04What is the actual launch sequence?
Do these in order. Each step depends on the one before it, which is why programs that skip ahead – signing up for a network before the commercial model is settled, or going live before tracking is tested – end up circling back to redo work once it breaks or underperforms.
- 01
Audit any existing setup
If you have ever run affiliate before – even informally, through a handful of direct partner deals – review what is already there. Old tracking, legacy commission terms and half-dormant publisher relationships all need to be accounted for before you build on top of them.
- 02
Lock the commercial model
Confirm margin, commission rate, total budget and the rough profile of partners you want, before anything else moves. This is the input every later step depends on, so treat it as a decision to get right, not a placeholder to revisit later.
- 03
Set up the network and test tracking
Implement tracking on the network you have chosen and test every conversion path end to end – desktop, mobile, app if relevant, and any checkout variations – before a single publisher goes live. Tracking that has not been tested pre-launch is the single most common source of early disputes with partners.
- 04
Build the publisher list before go-live
Identify and shortlist the cashback, loyalty, content, coupon and closed-group partners you actually want, and do this before launch, not as an afterthought once the program is already live. A program that goes live with no publisher list attached simply sits there with no traffic.
- 05
Run outreach with a real offer
Approach shortlisted publishers with commission terms and creative assets already in place, not a vague invitation to "check us out". Publishers respond to programs that have clearly done the preparation – it signals the brand will be worth their ongoing time.
- 06
Launch first campaigns
Start with a small number of committed partners and a clear campaign rather than opening the program broadly and hoping. Early campaigns are also your first real test of tracking, commission accuracy and reporting under live conditions.

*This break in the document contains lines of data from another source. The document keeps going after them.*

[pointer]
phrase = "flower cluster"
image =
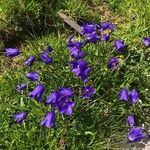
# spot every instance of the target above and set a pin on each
(136, 134)
(125, 95)
(60, 100)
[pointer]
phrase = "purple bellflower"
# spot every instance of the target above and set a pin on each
(34, 76)
(136, 134)
(45, 58)
(105, 37)
(123, 95)
(130, 120)
(119, 45)
(21, 86)
(113, 63)
(107, 25)
(49, 120)
(49, 48)
(19, 118)
(75, 48)
(37, 92)
(29, 61)
(88, 28)
(12, 52)
(66, 107)
(134, 96)
(87, 92)
(93, 37)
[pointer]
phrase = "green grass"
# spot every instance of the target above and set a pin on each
(98, 123)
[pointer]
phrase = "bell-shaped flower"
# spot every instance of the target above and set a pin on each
(29, 61)
(37, 92)
(136, 134)
(49, 120)
(21, 86)
(87, 92)
(19, 118)
(34, 76)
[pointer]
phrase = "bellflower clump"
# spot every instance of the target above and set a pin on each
(34, 76)
(80, 69)
(48, 48)
(93, 37)
(134, 96)
(107, 26)
(113, 63)
(37, 92)
(105, 37)
(124, 95)
(90, 31)
(45, 58)
(75, 48)
(49, 120)
(88, 28)
(136, 134)
(119, 45)
(87, 92)
(21, 86)
(130, 120)
(19, 118)
(29, 61)
(12, 52)
(147, 41)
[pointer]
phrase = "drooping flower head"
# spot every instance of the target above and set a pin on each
(123, 95)
(105, 37)
(49, 120)
(107, 26)
(19, 118)
(45, 58)
(66, 107)
(134, 96)
(21, 86)
(87, 92)
(29, 61)
(52, 98)
(77, 53)
(34, 76)
(136, 134)
(80, 69)
(75, 48)
(113, 63)
(130, 120)
(48, 48)
(71, 43)
(12, 52)
(119, 45)
(88, 28)
(93, 37)
(37, 92)
(147, 41)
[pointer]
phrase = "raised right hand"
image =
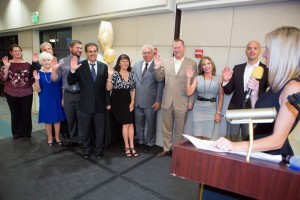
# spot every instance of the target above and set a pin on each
(226, 74)
(110, 70)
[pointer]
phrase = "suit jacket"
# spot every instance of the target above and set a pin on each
(175, 84)
(93, 95)
(147, 89)
(236, 85)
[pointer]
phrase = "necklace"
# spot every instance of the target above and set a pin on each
(207, 90)
(124, 75)
(46, 78)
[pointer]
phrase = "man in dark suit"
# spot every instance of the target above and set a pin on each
(91, 75)
(147, 99)
(236, 81)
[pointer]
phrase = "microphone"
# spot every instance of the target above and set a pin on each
(257, 74)
(257, 115)
(293, 161)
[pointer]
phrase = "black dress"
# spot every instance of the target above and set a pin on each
(268, 100)
(121, 98)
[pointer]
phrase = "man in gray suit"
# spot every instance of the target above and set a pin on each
(147, 99)
(71, 94)
(175, 102)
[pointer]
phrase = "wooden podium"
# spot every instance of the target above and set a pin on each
(257, 179)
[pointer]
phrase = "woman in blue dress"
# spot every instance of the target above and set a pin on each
(50, 93)
(283, 60)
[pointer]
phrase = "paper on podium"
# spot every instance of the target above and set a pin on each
(206, 145)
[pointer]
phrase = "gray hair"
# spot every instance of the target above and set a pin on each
(44, 44)
(149, 46)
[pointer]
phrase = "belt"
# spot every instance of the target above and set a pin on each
(212, 100)
(72, 92)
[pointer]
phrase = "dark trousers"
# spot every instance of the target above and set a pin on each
(145, 125)
(20, 110)
(72, 110)
(94, 124)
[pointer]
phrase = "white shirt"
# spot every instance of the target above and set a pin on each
(177, 64)
(248, 72)
(95, 66)
(144, 64)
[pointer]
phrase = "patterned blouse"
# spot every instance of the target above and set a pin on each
(19, 80)
(119, 83)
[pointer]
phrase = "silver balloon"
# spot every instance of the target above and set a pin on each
(105, 35)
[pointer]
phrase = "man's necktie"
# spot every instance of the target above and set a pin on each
(145, 69)
(93, 71)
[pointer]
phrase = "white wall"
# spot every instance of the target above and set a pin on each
(224, 32)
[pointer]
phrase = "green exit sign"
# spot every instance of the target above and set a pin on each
(35, 17)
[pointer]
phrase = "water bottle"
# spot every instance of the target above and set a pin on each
(295, 163)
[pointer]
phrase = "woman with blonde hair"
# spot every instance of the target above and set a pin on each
(283, 60)
(50, 93)
(210, 95)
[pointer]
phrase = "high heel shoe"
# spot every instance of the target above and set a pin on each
(128, 152)
(134, 152)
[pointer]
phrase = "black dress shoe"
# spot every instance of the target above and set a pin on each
(72, 144)
(17, 137)
(82, 148)
(164, 153)
(147, 148)
(99, 155)
(86, 156)
(138, 145)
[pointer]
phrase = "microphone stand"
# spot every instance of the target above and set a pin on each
(250, 140)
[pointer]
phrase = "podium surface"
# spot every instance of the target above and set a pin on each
(257, 179)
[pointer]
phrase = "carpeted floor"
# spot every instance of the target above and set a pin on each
(30, 170)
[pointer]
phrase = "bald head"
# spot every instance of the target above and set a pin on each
(253, 51)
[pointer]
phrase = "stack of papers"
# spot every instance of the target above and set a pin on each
(206, 145)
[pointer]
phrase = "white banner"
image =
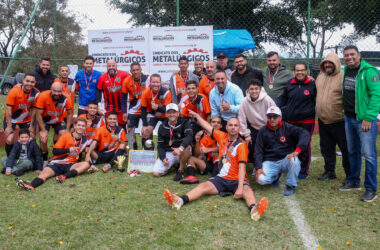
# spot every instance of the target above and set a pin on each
(123, 45)
(168, 44)
(157, 49)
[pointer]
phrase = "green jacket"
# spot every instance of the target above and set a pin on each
(367, 92)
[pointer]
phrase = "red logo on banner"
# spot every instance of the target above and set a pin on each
(195, 50)
(132, 52)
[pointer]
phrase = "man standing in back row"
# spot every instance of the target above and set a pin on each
(329, 110)
(361, 102)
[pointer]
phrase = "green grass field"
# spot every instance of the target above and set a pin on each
(106, 211)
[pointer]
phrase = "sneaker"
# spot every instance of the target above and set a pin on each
(92, 169)
(276, 182)
(349, 186)
(24, 185)
(173, 200)
(303, 176)
(178, 176)
(369, 196)
(190, 180)
(60, 178)
(290, 190)
(326, 176)
(258, 210)
(106, 168)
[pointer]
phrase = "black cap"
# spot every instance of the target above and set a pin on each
(221, 54)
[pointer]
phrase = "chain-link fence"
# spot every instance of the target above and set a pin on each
(297, 29)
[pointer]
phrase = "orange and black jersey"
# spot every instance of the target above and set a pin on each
(206, 85)
(200, 105)
(134, 90)
(103, 136)
(61, 149)
(69, 88)
(53, 110)
(92, 125)
(230, 155)
(208, 142)
(162, 98)
(111, 88)
(21, 103)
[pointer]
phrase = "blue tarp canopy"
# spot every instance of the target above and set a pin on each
(232, 41)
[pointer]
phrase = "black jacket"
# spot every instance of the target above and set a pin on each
(182, 136)
(243, 80)
(34, 154)
(43, 82)
(298, 100)
(274, 145)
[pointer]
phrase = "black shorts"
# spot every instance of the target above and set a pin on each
(57, 127)
(105, 157)
(225, 185)
(60, 169)
(210, 167)
(133, 120)
(153, 121)
(21, 125)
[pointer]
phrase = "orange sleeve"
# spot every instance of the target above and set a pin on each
(101, 82)
(124, 86)
(206, 105)
(61, 143)
(242, 153)
(12, 97)
(123, 136)
(168, 98)
(40, 102)
(144, 102)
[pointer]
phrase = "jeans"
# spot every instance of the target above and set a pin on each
(23, 164)
(272, 169)
(358, 141)
(331, 135)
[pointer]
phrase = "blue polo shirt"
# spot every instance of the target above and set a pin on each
(86, 96)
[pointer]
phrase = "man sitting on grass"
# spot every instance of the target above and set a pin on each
(108, 143)
(277, 147)
(25, 155)
(64, 163)
(233, 155)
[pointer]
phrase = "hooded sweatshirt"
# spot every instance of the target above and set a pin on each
(329, 108)
(232, 94)
(253, 113)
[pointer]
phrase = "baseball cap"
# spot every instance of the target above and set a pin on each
(221, 54)
(172, 106)
(274, 110)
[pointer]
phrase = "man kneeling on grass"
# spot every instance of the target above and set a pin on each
(64, 163)
(277, 147)
(233, 154)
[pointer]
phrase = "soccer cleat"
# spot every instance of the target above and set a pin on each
(60, 178)
(106, 168)
(173, 200)
(258, 210)
(190, 180)
(178, 176)
(24, 185)
(120, 161)
(92, 169)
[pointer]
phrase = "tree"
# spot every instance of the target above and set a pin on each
(14, 15)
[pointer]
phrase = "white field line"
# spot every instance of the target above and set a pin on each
(304, 230)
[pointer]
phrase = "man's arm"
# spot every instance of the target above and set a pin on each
(69, 119)
(204, 124)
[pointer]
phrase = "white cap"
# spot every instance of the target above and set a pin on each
(172, 106)
(274, 110)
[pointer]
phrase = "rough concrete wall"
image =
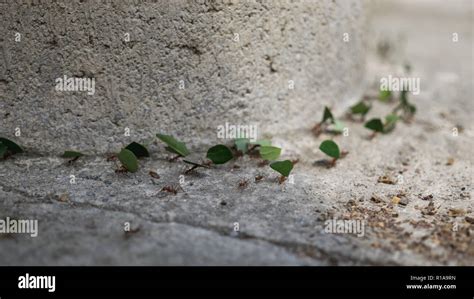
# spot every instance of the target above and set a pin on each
(137, 82)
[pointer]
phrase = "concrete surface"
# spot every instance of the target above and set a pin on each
(138, 83)
(82, 223)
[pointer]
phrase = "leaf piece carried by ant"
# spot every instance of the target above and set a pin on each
(241, 144)
(270, 153)
(360, 108)
(219, 154)
(330, 148)
(282, 167)
(174, 145)
(375, 125)
(138, 150)
(128, 160)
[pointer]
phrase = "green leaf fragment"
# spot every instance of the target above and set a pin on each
(11, 146)
(375, 124)
(174, 145)
(194, 163)
(270, 153)
(385, 95)
(128, 160)
(262, 142)
(360, 108)
(3, 150)
(283, 167)
(138, 150)
(330, 148)
(241, 144)
(72, 154)
(327, 115)
(219, 154)
(390, 121)
(338, 127)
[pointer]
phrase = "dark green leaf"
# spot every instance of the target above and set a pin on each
(385, 95)
(330, 148)
(72, 154)
(219, 154)
(262, 142)
(241, 144)
(174, 145)
(138, 150)
(360, 108)
(327, 115)
(270, 153)
(3, 150)
(404, 97)
(283, 167)
(12, 146)
(128, 159)
(194, 164)
(374, 124)
(337, 128)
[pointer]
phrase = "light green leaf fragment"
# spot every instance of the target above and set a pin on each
(3, 150)
(174, 145)
(360, 108)
(128, 160)
(219, 154)
(283, 167)
(338, 127)
(241, 144)
(138, 150)
(375, 124)
(327, 115)
(330, 148)
(270, 153)
(385, 95)
(262, 142)
(390, 121)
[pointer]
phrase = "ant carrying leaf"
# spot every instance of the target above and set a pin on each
(331, 149)
(194, 166)
(328, 124)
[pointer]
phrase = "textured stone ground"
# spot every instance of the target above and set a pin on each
(82, 223)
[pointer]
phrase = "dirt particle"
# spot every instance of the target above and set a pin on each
(456, 212)
(450, 161)
(154, 175)
(376, 199)
(63, 197)
(386, 180)
(396, 200)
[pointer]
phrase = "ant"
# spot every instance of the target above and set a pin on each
(130, 232)
(243, 184)
(111, 157)
(121, 169)
(281, 179)
(170, 189)
(154, 174)
(71, 162)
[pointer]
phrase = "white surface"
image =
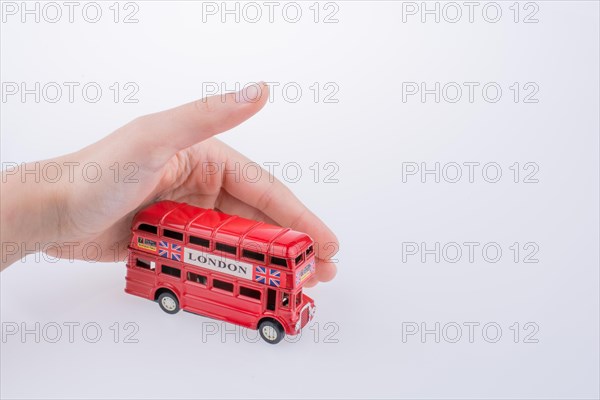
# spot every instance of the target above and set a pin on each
(369, 133)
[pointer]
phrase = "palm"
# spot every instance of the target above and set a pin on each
(178, 161)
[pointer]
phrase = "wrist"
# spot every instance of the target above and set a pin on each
(28, 213)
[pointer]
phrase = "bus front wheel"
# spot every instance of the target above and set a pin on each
(168, 302)
(271, 331)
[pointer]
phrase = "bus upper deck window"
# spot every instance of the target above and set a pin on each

05What actually kills new affiliate programs?
Two things, almost always in combination: no budget, and no active management once the program is live. A program launched without enough budget to pay competitive commission or fund any paid placement never gets publisher attention in the first place. A program launched with a fair budget but then left unmanaged – nobody chasing outreach, nobody watching reporting, nobody following up with partners – quietly stalls even though nothing about the setup is technically wrong.
The network will not catch either problem for you. It is a platform, not a strategy – it gives you the infrastructure to run a program, not the plan for running it well. Someone still has to own commercial decisions, publisher relationships and day-to-day management, whether that is an in-house hire or an agency doing it on your behalf.